The app isn't the first developed with manic-depressive sufferers in mind. And while it's decidedly aimed at those whose moods vacillate far more dramatically than the daily ups and downs typical to life's inevitable stresses, Cunanan says it can be used by anyone wanting to track general mental well-being.
"Other than two metrics for counseling and medication, the data collected can be applied to the general public for general mood tracking," Cunanan tells Crave.
Cunanan, 37, has spoken publicly about his battle with bipolar disorder, sharing details of a particularly severe manic episode in a New York Times story on the role families can play in treatment for mental illness.

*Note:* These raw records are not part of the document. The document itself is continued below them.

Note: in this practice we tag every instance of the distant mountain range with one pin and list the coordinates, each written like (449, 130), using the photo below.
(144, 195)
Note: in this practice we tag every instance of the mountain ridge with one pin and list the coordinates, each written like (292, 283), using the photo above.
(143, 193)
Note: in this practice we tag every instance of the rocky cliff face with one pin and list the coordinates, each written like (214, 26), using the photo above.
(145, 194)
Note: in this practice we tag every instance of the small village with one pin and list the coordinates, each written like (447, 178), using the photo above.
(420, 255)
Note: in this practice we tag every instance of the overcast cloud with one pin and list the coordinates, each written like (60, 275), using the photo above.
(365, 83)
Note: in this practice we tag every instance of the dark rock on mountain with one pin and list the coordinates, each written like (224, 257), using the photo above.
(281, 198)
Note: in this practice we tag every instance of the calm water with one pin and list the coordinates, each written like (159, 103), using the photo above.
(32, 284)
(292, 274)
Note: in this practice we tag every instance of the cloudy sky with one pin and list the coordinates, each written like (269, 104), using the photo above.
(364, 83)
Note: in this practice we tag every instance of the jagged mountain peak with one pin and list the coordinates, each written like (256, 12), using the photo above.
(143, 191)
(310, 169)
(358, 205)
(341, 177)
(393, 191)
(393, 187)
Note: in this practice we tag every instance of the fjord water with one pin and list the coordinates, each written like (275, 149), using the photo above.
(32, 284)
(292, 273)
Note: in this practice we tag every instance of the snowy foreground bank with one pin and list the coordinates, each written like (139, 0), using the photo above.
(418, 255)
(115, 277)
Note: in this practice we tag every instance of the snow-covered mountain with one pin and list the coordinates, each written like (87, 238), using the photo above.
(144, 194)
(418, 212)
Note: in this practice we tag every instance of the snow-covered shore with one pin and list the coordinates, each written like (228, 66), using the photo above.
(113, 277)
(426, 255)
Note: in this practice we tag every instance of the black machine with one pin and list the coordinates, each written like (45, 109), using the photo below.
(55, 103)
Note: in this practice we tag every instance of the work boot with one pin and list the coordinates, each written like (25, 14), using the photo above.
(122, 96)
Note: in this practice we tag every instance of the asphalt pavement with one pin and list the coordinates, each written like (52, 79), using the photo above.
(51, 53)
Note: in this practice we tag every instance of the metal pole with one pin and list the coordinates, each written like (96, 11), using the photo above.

"My manic episodes are the result of running my mind in the red zone until the engine locked up or like running a computer's CPU at 100 percent until it overheats and eventually melts down," he writes in a blog post about his condition. In that blog, he expresses gratitude for the professionals who've helped teach him to manage the disorder.
"I now know that I do not have to give up on my dreams of being an entrepreneur due to my mental condition," he writes.
There's no question that an extreme manic episode, or extreme depression, could interfere with ones focus and ability to track mood and behavior. For that reason, gamification -- which has been used before to cultivate healthy habits -- seems like a smart and creative approach.
"For transparency, we do make a small amount on the reward moments," Cunanan tells Crave. "However, monetization is not the focus so we intentionally allow the user to disable the rewards via the settings page. The rewards are meant to incentivize consistent data entry."
ThriveTracker app is compatible with iOS 7 and later, with Web and Android versions expected soon.